Well, contrary to my screen name, my Fall 2020 seeded lawn areas were mostly a success through now. I did have one area that perished. I decided to get soil tests and compare an area that thrived to an area not too far away that perished. These were the results of my soil tests:

Thriving Grass Area:


Dead Grass Area:


Interestingly, the dead area had more organic matter than the thriving area. The dead area also have significantly higher levels of nutrients as well, though nitrogen was pretty much the same, Sunlight is about the same. Now yes, I know this is pretty unscientific. After all, porosity below the tested area is an unknown, so it could very well be an issue with soil in the dead area draining faster.

Does anybody here have some clues about what's going on or do you think it's coincidence?

Thanks in advance!


----------



## ceriano (Oct 6, 2021)

Sprinkle coverage, maybe?


----------



## Lawn Whisperer (Feb 15, 2021)

There is nothing in the soil test results that would indicate the different growth results that you are having. I would look into the amount of sunlight direction, water, soil density, or possibly contamination from chemicals or nearby landscapes. Pics, description, history of applications of the trouble areas can help identify the problem.


----------



## Deadlawn (Sep 8, 2020)

Lawn Whisperer said:


> There is nothing in the soil test results that would indicate the different growth results that you are having. I would look into the amount of sunlight direction, water, soil density, or possibly contamination from chemicals or nearby landscapes. Pics, description, history of applications of the trouble areas can help identify the problem.


Hi and thanks for the reply. Sunlight is full sun on both areas. I used an oscillating sprinkler to irrigate when we didn't get at least an inch of rain per week. One thing to note is that area was at the edge of the irrigated area, so may not have had as much water as the rest of the area. Overall, we got sufficient rain here last summer UNTIL I went on vacation for 3 weeks and coincidentally got no rain for that period! Most areas that browned out recovered with irrigation, but that area perished.

Scoop density in soils are shown in soil tests - 1.32g/cc in thriving area, 1.18g/cc in dead area. The surface soil in the dead area appears "powdery" while the surface soil in the thriving area seems like it has ample moisture.

I don't use chemicals - no herbicides or pesticides. The only thing I applied in the past year was dolomitic lime and some organic lawn fertilizer in Fall 2020 which was 8-0-5. Then I applied calcitic lime in early Spring 2021. This fall, I applied gypsum because my calcium and sulfur were low, but my pH is fine now.


----------



## Lawn Whisperer (Feb 15, 2021)

Deadlawn said:


> … last summer UNTIL I went on vacation for 3 weeks and coincidentally got no rain for that period! Most areas that browned out recovered with irrigation, but that area perished.
> 
> Scoop density in soils are shown in soil tests - 1.32g/cc in thriving area, 1.18g/cc in dead area. The surface soil in the dead area appears "powdery" while the surface soil in the thriving area seems like it has ample moisture.

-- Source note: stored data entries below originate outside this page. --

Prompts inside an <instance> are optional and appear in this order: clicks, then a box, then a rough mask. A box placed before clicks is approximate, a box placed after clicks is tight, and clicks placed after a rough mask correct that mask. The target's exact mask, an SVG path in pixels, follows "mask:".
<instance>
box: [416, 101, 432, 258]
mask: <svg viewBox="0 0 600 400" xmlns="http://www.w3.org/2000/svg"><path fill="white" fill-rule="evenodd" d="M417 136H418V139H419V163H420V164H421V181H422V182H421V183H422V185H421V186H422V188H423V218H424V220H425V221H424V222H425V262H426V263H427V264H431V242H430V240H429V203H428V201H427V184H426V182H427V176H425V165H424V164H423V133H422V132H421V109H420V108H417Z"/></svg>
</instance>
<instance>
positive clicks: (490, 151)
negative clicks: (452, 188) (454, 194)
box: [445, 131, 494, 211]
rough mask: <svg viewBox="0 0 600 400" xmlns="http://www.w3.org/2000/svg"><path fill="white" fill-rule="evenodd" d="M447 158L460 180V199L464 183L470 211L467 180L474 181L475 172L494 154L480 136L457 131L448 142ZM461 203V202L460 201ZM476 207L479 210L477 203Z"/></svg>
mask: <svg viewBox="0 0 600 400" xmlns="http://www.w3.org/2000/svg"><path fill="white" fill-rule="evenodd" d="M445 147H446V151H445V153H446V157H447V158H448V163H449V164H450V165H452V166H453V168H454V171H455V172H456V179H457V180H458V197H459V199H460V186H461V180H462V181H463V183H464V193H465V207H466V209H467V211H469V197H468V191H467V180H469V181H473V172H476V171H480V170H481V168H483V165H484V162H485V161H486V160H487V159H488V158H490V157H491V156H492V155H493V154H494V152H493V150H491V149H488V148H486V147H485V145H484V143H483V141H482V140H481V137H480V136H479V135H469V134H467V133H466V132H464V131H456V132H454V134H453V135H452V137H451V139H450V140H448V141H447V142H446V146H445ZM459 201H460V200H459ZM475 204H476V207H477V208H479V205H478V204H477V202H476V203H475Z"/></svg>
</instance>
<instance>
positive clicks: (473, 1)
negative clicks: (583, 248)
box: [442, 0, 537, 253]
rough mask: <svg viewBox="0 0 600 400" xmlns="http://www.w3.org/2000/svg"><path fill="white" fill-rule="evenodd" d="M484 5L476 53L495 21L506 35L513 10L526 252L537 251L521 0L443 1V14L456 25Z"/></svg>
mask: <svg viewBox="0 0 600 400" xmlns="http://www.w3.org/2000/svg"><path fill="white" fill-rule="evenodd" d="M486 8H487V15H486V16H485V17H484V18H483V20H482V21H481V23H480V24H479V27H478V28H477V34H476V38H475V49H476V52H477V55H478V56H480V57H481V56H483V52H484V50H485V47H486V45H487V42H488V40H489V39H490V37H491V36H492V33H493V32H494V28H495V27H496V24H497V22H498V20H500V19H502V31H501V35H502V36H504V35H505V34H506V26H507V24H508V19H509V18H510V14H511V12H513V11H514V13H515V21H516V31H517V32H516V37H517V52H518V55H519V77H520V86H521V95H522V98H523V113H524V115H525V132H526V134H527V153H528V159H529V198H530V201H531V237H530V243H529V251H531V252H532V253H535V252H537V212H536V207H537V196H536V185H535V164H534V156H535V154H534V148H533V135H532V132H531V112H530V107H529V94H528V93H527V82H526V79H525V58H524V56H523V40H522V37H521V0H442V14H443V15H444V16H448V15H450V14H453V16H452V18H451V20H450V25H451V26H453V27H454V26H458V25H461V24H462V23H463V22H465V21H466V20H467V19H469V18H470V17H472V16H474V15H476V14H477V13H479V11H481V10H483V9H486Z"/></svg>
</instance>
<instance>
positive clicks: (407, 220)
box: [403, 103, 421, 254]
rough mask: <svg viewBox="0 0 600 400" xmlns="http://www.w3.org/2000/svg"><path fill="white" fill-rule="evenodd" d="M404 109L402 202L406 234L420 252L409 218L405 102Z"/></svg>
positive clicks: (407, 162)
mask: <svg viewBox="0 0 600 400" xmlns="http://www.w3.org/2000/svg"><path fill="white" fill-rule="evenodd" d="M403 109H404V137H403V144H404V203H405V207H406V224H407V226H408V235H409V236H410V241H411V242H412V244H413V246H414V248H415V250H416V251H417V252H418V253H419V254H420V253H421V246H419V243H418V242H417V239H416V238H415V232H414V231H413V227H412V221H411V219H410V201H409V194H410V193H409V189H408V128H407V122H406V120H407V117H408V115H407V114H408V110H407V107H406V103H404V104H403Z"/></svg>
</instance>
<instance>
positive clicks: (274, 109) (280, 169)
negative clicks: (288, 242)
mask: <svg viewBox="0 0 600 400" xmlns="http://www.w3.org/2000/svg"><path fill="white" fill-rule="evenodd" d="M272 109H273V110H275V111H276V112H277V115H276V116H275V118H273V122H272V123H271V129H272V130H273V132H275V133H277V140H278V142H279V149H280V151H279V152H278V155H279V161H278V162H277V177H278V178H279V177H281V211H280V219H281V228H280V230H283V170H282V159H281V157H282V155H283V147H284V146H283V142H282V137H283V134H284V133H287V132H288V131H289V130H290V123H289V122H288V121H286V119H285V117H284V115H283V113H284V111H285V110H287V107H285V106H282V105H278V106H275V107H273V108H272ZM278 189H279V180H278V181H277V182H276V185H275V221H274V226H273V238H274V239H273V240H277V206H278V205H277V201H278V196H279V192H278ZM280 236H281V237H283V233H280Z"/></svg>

It's hard to tell what might have happen in the area that perished after the drought. But my guess is that it was likely already drought stressed before the 3 weeks without water. An inch of water might not have been enough for your area in the summer. In the future l want to look into doing the screwdriver test and compare the difference between the front and the back. Also look at your soil profile, by checking how deep your top soil is. Check for soil compaction or rocks/debris.

You might have to water the back more often than the front. I know that you said that both areas get full sun but normally lawns in the south and the west will require more irrigation.

I changed my irrigation from just watering an inch a week to looking at evapotranspiration, checking soil moisture (screwdriver test), and observing lawn wilting.

 ET and Irrigation Guide  is a good read for watering.


----------